While it might seem like it, Big Cauliflower did not invent this dish. It appears that humanity first had the idea to substitute crusts made from flour, water, and yeast, with crusts made from shredded cauliflower as early as 2009. The blogger behind Your Lighter Side claims to have invented the recipe that May, after deciding to swap out rice flour for riced cauliflower in a gluten-free pizza crust recipe she found in an old cookbook. The idea eventually set Pinterest ablaze with bloggers from around the internet sharing their own versions of the vegetable crust.

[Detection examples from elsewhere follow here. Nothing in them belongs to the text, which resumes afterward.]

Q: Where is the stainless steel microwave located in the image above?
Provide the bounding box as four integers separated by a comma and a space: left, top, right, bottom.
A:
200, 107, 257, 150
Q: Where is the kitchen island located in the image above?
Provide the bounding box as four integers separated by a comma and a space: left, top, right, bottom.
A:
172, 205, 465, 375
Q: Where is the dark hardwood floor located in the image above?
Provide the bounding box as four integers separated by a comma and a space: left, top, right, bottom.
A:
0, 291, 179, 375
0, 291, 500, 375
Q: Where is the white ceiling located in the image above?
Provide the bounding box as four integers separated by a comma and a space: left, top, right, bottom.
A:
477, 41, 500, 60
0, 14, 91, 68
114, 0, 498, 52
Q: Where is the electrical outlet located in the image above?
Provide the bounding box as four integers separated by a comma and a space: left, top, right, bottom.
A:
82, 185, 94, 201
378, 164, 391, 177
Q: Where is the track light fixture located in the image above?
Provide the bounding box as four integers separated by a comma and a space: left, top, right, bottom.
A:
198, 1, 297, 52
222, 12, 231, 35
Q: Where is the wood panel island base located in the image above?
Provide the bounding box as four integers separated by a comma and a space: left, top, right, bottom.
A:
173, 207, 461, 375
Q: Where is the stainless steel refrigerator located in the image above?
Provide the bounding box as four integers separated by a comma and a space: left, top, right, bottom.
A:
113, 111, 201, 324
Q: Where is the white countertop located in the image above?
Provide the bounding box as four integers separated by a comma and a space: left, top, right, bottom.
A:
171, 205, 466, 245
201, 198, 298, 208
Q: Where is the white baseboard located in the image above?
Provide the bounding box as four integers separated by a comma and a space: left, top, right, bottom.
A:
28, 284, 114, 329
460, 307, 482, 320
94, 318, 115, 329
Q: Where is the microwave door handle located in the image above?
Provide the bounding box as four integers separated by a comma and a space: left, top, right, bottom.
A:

It’s not hard to see the appeal: A pizza made with a cauliflower crust is definitely surrounded by a health halo. It turns pizza from a gluttonous indulgent treat — loaded with carbs and gluten, two modern-day nutritional pariahs — and turned into something made mostly from vegetables. Cauliflower crusts allow those attempting to adhere to a gluten-free or low-carb diet the opportunity to still tear through slices of pizza.

Gail Becker, a working mother of two boys with celiac disease, found herself intrigued by the cauliflower pizza and attempted to make it one night in early 2016. “It took 90 minutes to make a crust after a day of work.” Her sons loved the dish, but as someone with a full-time job, she was unsure of when she’d have the time to go through the lengthy process of ricing, draining, and baking the cauliflower to make a pizza again.

“I thought, there had to be a better way,” said Becker. She scoured the internet and every grocery store she could find, but a pre-made cauliflower crust just did not exist. So she set about figuring out a way to make her own, launching Caulipower in the process. Her company offers plain crusts — made with things like cauliflower, tapioca flour, almond flour, and coconut oil — for customizing alongside regular pizzas with toppings like margarita, three cheese, and pepperoni. All you have to do is pop the pizza in the oven and 20 or so minutes later, dinner is ready.

Caulipower pizzas can now be found in grocery stores around the country. Soon after Becker launched product, beloved grocery behemoth Trader Joe’s also introduced its own cauliflower crusts and pizzas, with other companies following suite. The spread of cauliflower crusts doesn’t seem like it will slow down any time soon, either.

Brian Sullivan, the SVP of Culinary Innovation for California Pizza Kitchen says that the chain spent 6 months developing its crust before introducing it to the menu in January of 2018. The option was so popular instantly that it is has become a permanent menu option. Sullivan adds that over 10% of all CPK pizzas are ordered with a cauliflower crust already. “We’ve seen a steady increase in Cauliflower Pizza Crust sales each week.”

CPK is the first national chain to sell a cauliflower crust, but CPK “wouldn’t be surprised to see other restaurant brands follow suit.” Who knows, you may soon seen stuffed-crust cauliflower crust pizzas at Dominos, or maybe even a Detroit-style cauliflower crust at Little Caesars — that is until the next vegetable we can turn into pizza out comes along.